Historical Notices & Records of the Village & Parish of Fincham in the County of Norfolk” by William Blyth (Rector of Fincham), published by Thew & Son, Kings Lynn, in 1863.
This book is very rare. There are a few public libraries in Britain who have a copy, including Leicester University, but none that will lend it out. You may be able to purchase copy from an antiquarian bookseller.
You will enjoy reading the book very much. It is packed with information about the village and its history, and about the Fincham family, with extensive genealogies. The book is interesting for the light it sheds on the interests and attitudes of a Victorian clergyman, as well as for the prior history it contains.
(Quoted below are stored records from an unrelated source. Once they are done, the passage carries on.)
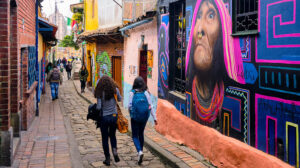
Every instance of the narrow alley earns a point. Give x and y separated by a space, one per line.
62 137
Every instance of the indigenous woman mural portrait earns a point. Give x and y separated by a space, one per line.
213 57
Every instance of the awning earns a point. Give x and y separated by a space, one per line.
47 30
102 35
133 25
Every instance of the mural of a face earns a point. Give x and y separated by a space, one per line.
205 34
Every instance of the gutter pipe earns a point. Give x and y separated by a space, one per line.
131 26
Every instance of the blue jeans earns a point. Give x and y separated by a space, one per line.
54 89
108 126
138 134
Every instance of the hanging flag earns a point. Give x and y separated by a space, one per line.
69 20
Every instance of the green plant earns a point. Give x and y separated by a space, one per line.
68 41
78 17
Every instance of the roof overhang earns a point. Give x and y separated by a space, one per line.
104 35
76 7
133 25
47 30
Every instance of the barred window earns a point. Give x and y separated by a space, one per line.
245 17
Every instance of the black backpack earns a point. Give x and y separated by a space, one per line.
93 113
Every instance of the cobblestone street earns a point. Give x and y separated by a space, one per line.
88 138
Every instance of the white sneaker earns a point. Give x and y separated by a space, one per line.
140 157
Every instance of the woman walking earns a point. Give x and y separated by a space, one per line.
105 91
139 108
83 74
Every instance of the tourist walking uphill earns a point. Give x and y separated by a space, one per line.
106 103
139 108
69 69
83 75
55 79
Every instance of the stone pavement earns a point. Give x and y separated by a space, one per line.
174 154
45 144
88 138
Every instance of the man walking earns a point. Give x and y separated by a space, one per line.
55 79
69 69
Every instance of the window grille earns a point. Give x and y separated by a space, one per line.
245 17
31 66
179 36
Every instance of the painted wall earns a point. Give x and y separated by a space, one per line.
131 58
109 13
91 14
90 60
112 49
245 87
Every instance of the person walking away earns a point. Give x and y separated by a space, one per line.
105 90
69 69
58 62
64 61
139 109
83 74
55 79
49 67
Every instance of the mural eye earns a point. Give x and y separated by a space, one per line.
211 15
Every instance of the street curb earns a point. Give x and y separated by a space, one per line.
74 151
166 157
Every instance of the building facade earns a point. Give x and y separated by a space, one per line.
234 66
60 21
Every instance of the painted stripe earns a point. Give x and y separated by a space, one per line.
273 78
279 78
287 80
295 81
266 77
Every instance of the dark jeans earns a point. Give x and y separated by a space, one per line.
69 74
138 134
108 126
54 89
82 84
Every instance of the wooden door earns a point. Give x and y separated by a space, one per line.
143 65
117 70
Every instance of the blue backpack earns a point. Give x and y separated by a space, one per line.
140 111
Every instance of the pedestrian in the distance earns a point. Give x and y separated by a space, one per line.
105 90
69 69
139 109
49 67
83 75
55 78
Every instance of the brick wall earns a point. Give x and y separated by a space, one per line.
27 37
4 65
26 12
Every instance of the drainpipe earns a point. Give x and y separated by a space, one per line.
36 54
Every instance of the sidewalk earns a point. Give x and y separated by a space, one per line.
45 144
174 154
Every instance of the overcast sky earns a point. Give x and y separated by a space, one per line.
48 7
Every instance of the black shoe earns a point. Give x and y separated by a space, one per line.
140 159
116 157
107 161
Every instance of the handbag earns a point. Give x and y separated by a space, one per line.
122 122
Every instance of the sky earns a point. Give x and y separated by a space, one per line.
48 7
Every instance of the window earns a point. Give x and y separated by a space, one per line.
245 17
177 46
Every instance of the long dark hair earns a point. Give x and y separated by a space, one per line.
217 70
139 84
107 86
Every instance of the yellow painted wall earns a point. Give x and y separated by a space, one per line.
92 48
91 20
41 47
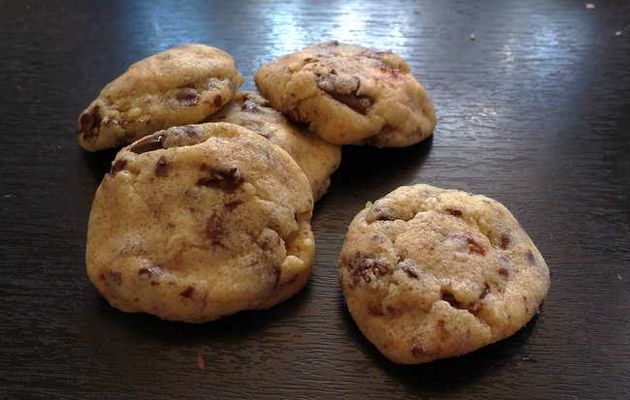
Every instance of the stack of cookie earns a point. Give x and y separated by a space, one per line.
207 210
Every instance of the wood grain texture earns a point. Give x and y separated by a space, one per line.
534 112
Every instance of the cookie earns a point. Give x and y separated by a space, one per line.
317 158
350 95
183 85
201 221
430 273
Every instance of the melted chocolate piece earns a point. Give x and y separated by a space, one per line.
147 144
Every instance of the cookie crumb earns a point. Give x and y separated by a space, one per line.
201 361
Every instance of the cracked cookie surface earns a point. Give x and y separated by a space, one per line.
350 95
182 85
200 221
317 158
430 273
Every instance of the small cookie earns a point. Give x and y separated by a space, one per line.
430 273
350 95
201 221
183 85
317 158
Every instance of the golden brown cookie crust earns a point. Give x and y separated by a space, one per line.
430 273
182 85
198 222
318 159
350 95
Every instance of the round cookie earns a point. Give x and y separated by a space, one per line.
350 95
430 273
197 222
183 85
317 158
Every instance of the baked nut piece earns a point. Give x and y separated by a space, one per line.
317 158
201 221
350 95
430 273
183 85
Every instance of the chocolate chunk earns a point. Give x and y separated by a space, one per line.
486 291
148 143
411 273
161 167
116 277
531 258
249 106
448 297
231 205
118 166
366 268
153 271
454 212
344 90
382 214
475 247
214 228
417 350
227 180
187 97
90 122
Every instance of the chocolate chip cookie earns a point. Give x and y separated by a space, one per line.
350 95
430 273
317 158
201 221
183 85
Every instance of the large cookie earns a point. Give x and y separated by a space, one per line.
429 273
350 95
183 85
317 158
198 222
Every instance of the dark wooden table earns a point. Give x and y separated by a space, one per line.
535 112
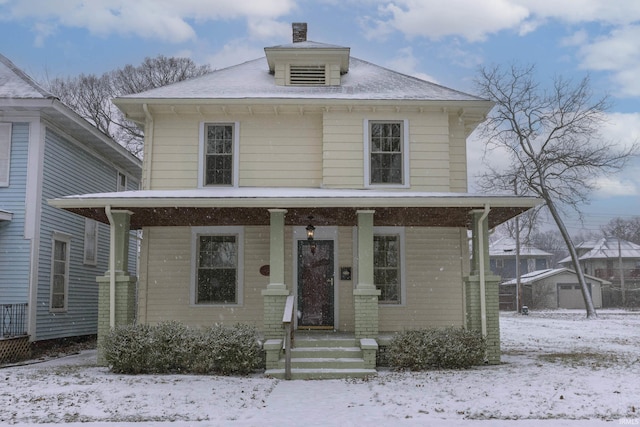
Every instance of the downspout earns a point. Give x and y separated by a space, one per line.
148 143
483 297
112 268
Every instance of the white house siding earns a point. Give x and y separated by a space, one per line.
343 158
15 250
436 263
70 169
273 148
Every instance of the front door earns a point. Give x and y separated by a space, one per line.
315 284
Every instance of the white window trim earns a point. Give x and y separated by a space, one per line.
236 151
66 238
88 222
400 232
217 231
5 153
405 155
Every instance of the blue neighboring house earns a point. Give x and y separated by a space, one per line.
50 258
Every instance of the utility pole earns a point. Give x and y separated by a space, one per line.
622 290
518 285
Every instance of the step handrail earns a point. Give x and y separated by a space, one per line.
287 321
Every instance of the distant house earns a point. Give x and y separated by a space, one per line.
614 260
313 183
502 258
50 258
557 288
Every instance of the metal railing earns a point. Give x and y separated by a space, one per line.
13 320
287 320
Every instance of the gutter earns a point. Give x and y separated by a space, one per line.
112 268
148 142
483 298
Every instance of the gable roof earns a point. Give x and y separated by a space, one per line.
251 80
14 83
506 247
537 275
609 247
20 94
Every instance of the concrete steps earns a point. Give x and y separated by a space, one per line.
324 358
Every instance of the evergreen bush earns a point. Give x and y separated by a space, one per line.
171 347
443 348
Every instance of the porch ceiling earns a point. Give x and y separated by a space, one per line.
327 206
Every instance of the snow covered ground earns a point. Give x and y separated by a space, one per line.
559 369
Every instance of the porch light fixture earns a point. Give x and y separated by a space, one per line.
310 233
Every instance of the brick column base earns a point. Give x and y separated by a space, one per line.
366 311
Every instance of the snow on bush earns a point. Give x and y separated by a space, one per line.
171 347
448 348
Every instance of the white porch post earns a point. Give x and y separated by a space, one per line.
365 294
116 289
275 295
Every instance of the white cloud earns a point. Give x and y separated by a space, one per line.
472 20
167 20
619 53
406 63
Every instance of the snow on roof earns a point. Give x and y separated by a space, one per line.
14 83
537 275
506 247
251 80
609 247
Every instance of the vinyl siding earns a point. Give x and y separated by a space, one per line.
69 169
15 250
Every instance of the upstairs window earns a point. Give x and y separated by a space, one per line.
387 157
219 161
307 75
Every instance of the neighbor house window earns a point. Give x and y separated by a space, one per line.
90 241
5 153
388 264
387 153
218 265
59 272
219 160
122 182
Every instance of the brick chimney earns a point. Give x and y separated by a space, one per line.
299 32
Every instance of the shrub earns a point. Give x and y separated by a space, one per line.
171 347
449 348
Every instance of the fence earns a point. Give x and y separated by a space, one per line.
13 320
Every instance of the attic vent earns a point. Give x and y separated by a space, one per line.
307 75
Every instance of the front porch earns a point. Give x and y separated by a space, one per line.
436 226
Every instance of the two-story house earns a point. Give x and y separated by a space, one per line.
312 174
614 260
49 258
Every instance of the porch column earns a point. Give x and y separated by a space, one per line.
365 294
116 288
275 295
482 308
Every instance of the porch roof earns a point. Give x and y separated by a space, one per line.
249 206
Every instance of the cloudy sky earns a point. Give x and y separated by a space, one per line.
444 41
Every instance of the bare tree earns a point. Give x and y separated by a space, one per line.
551 138
90 95
625 229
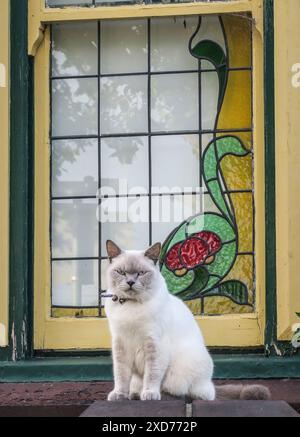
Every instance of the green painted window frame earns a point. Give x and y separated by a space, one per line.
233 363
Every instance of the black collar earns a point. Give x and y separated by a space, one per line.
115 298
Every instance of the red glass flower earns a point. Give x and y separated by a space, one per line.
196 250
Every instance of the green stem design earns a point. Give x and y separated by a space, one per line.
207 279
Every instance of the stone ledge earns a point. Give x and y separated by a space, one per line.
243 409
136 409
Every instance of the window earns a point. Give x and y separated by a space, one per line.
150 115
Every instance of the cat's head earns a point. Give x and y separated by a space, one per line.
133 274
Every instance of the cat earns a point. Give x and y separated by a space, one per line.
157 345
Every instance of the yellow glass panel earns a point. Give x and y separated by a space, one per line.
236 111
74 312
243 207
237 172
239 40
243 271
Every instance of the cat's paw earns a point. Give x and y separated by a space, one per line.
117 396
150 395
134 396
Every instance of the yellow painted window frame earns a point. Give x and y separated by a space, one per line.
287 109
4 169
246 330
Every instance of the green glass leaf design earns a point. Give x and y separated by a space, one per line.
200 281
235 290
296 340
204 278
212 52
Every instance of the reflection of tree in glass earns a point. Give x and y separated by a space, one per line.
125 152
74 106
68 152
124 104
74 49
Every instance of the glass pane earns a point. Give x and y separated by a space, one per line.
124 104
74 49
74 107
180 152
74 168
209 101
126 220
167 55
75 283
169 211
74 228
124 46
104 267
125 165
175 102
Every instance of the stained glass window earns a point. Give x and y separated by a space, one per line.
91 3
158 103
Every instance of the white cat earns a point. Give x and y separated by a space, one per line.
157 345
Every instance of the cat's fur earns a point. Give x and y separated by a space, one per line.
156 343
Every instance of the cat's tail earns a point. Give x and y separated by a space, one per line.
243 392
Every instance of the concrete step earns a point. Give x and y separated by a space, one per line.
197 409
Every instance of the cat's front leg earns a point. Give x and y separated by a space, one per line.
122 371
154 371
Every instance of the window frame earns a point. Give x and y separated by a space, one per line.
4 171
243 330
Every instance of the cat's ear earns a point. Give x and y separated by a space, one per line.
112 250
153 252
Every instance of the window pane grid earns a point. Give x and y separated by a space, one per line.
149 134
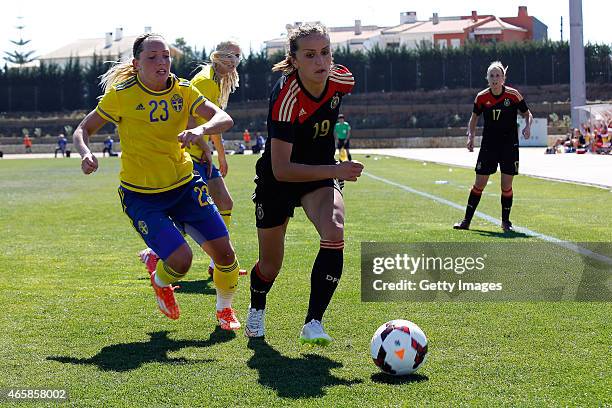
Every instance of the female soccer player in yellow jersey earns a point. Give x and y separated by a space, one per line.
158 189
216 81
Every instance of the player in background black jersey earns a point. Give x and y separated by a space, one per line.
499 105
298 169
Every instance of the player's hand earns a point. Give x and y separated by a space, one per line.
191 136
89 163
470 143
223 167
206 157
527 132
348 170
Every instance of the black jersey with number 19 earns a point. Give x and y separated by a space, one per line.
297 117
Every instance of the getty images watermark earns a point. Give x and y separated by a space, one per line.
513 271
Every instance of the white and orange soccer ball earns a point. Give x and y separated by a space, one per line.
399 347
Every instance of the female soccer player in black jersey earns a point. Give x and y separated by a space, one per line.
298 169
499 105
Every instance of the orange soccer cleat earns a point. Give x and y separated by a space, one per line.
227 319
165 299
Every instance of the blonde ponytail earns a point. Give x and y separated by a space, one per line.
229 82
497 65
123 70
118 72
303 30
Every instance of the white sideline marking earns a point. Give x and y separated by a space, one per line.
565 244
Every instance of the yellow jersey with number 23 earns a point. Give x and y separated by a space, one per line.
152 160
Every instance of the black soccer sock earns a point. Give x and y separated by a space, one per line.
506 201
324 279
259 288
473 200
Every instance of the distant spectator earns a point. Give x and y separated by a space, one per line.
246 137
61 145
342 131
27 143
108 147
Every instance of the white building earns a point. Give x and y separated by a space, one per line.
112 47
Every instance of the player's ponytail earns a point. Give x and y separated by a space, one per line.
230 81
123 70
497 65
303 30
118 72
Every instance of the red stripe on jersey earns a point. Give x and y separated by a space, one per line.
283 109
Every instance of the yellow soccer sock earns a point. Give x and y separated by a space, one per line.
166 274
226 277
227 220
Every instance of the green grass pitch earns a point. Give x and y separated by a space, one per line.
78 312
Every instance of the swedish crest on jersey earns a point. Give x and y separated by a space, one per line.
335 101
177 102
142 227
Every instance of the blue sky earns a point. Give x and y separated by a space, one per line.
49 25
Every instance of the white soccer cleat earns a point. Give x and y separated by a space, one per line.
314 333
255 323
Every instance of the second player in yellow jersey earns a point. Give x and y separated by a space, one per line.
159 191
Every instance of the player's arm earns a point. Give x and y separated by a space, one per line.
218 142
218 121
471 133
528 121
285 170
88 126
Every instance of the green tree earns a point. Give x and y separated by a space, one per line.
21 55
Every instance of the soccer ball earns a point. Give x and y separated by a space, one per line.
399 347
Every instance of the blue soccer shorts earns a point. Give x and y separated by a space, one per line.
201 169
161 218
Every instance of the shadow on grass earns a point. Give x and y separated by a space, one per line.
130 356
383 378
199 287
303 377
203 287
500 234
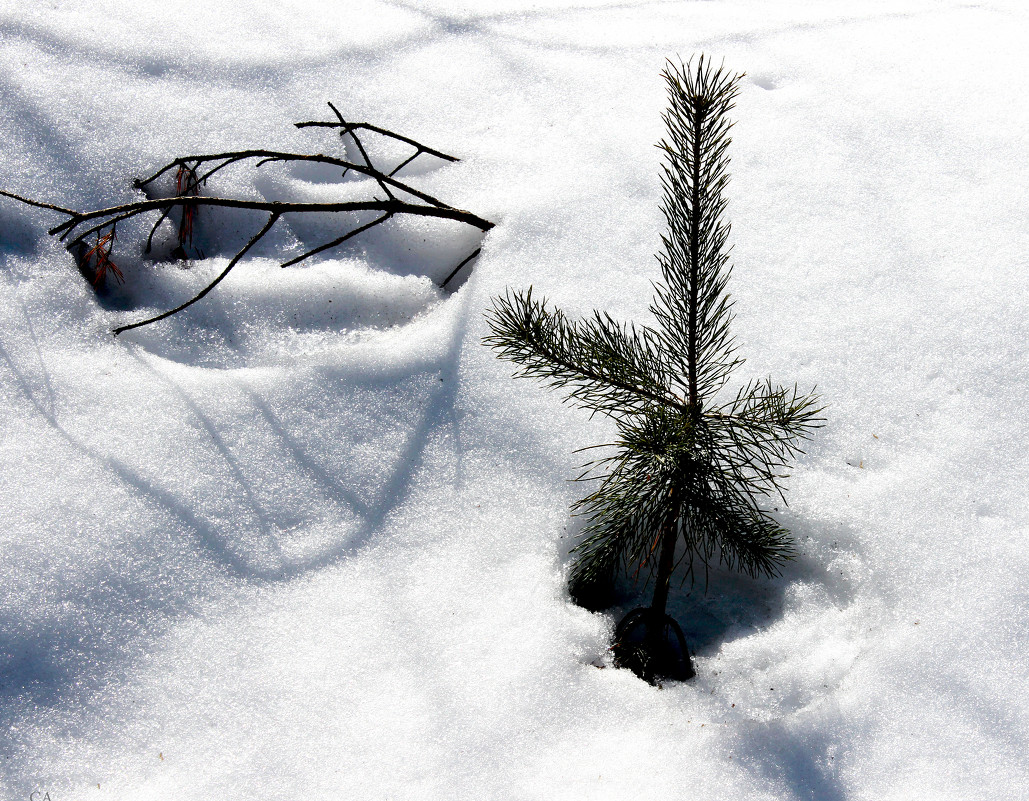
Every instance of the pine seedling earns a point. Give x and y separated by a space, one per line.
686 482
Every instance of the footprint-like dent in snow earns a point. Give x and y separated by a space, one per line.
262 314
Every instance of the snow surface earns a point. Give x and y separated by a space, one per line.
274 548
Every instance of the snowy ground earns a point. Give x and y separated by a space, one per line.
274 548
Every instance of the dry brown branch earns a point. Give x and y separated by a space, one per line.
193 171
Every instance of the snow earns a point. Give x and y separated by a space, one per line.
308 540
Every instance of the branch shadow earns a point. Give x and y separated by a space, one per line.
54 658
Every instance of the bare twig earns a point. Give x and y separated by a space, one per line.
256 238
79 224
348 127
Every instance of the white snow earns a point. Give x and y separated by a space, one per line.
308 540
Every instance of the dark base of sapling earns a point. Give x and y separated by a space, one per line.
652 646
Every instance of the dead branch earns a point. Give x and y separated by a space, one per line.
193 171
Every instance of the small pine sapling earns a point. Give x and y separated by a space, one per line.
684 480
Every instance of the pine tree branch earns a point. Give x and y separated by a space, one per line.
609 369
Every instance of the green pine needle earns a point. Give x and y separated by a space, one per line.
688 461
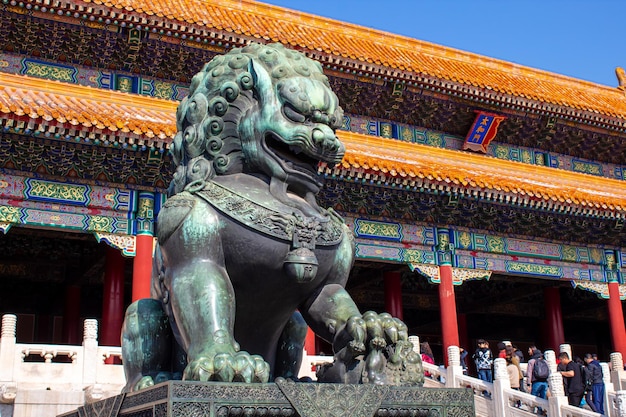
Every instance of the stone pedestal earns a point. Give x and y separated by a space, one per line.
283 398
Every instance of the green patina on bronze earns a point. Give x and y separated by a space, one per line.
246 258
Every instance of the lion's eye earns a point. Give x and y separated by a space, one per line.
293 115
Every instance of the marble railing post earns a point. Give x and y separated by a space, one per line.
7 347
620 399
557 393
415 341
499 403
454 367
618 375
550 357
555 383
8 387
90 352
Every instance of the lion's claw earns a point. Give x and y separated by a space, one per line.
228 367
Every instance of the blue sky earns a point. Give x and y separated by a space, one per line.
585 39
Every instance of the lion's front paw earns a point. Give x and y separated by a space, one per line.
228 367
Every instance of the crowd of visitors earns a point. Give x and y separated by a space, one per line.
582 378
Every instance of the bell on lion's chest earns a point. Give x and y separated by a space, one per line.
301 265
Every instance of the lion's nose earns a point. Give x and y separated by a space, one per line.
325 139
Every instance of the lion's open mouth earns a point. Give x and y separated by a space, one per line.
293 156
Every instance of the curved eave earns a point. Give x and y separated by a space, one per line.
365 51
67 111
36 105
418 167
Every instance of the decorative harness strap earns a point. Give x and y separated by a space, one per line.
301 231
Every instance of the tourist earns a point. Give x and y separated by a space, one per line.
513 369
463 358
538 385
501 350
427 355
574 377
597 384
483 360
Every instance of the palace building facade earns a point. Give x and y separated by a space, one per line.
487 199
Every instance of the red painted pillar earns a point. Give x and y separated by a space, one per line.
463 339
71 315
309 342
142 267
554 318
616 319
447 305
144 243
393 294
113 299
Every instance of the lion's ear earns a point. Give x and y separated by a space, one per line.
262 81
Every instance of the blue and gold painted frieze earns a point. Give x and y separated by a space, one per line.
393 252
388 129
546 268
76 74
378 239
388 230
64 220
532 248
96 197
48 70
80 207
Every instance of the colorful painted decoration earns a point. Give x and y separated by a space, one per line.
483 131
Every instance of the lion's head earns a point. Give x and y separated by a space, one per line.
261 109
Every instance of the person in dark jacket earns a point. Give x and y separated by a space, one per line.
483 358
597 383
537 388
574 375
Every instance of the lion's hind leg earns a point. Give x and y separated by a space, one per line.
146 345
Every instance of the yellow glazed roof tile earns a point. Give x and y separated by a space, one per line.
86 106
51 103
363 44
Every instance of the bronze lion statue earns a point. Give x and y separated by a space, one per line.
246 258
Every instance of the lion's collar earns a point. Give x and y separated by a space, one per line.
301 231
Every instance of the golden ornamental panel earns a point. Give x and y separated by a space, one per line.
125 243
600 288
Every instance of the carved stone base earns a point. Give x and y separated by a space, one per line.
282 399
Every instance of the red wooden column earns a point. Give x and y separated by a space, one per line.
393 294
447 301
310 344
555 333
71 315
616 313
463 339
112 298
144 243
616 319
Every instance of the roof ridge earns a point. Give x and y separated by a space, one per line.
26 82
251 7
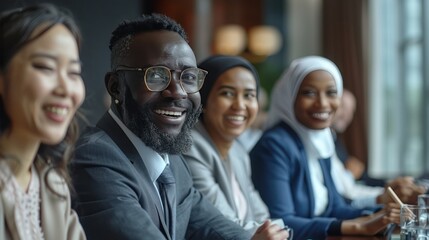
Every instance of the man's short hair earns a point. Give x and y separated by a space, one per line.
124 32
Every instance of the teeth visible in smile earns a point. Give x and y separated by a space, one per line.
168 113
236 118
58 110
321 116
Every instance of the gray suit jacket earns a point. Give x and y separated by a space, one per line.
117 200
212 177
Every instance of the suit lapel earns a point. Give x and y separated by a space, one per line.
108 124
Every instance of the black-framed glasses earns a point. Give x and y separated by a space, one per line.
157 78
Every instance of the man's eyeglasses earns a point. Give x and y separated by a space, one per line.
157 78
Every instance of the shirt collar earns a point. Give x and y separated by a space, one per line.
154 162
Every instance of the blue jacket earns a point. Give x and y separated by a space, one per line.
281 175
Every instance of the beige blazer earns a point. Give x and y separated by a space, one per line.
58 220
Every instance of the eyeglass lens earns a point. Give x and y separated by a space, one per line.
158 79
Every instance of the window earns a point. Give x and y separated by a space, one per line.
398 105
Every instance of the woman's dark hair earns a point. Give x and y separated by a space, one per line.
17 28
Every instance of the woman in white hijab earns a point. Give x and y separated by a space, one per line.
292 160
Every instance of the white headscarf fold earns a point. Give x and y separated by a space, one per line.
318 143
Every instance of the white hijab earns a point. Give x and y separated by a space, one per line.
318 143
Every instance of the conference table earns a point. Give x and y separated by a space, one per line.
356 238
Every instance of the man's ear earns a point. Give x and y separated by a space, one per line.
111 82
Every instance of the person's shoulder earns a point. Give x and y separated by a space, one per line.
280 133
57 184
93 135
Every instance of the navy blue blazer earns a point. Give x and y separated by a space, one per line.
281 175
117 200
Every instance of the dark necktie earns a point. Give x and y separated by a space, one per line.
167 191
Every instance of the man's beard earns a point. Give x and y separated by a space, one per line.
136 118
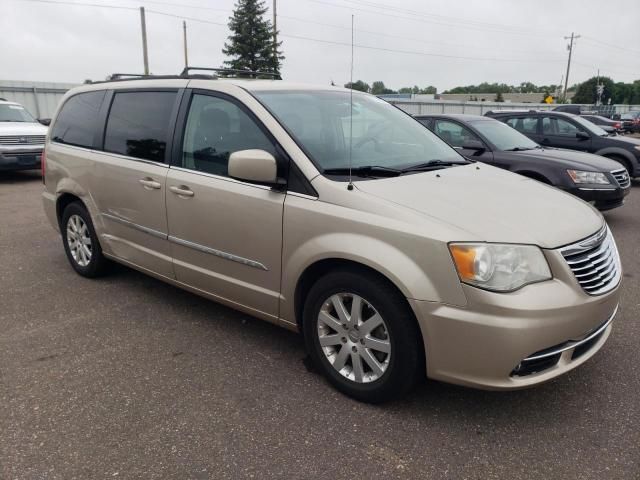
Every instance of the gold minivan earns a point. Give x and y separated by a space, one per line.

See also the page about Blyth’s Box, recently discovered in the church, containing his original proof of the book, and other interesting historical material.
The book has been converted to PDF format so you can view and download it here. Much of this site has been informed and illustrated by the book, and a list of contents is given below.
Fins-ham in Saxon times – Marches – Shire – Hundred – Parish – Ham – Finn – The fight at Finnes-ham – Phincham in Domesday Book – Clackclose – Ramsey Abbey – Norman Lords
Fyncham in the 12th and 13th Centuries – Its thirteen Manors – Early Terriers – Surveys – Free Chapel of All Saints – Guild of St. John – Wynhold – General Inclosure – Tithe Commutation Survey
Parochial Inclosures – Kett’s Rebellion – Gurney’s Poem – Drainage – Walter Blyth, and his “English Improver”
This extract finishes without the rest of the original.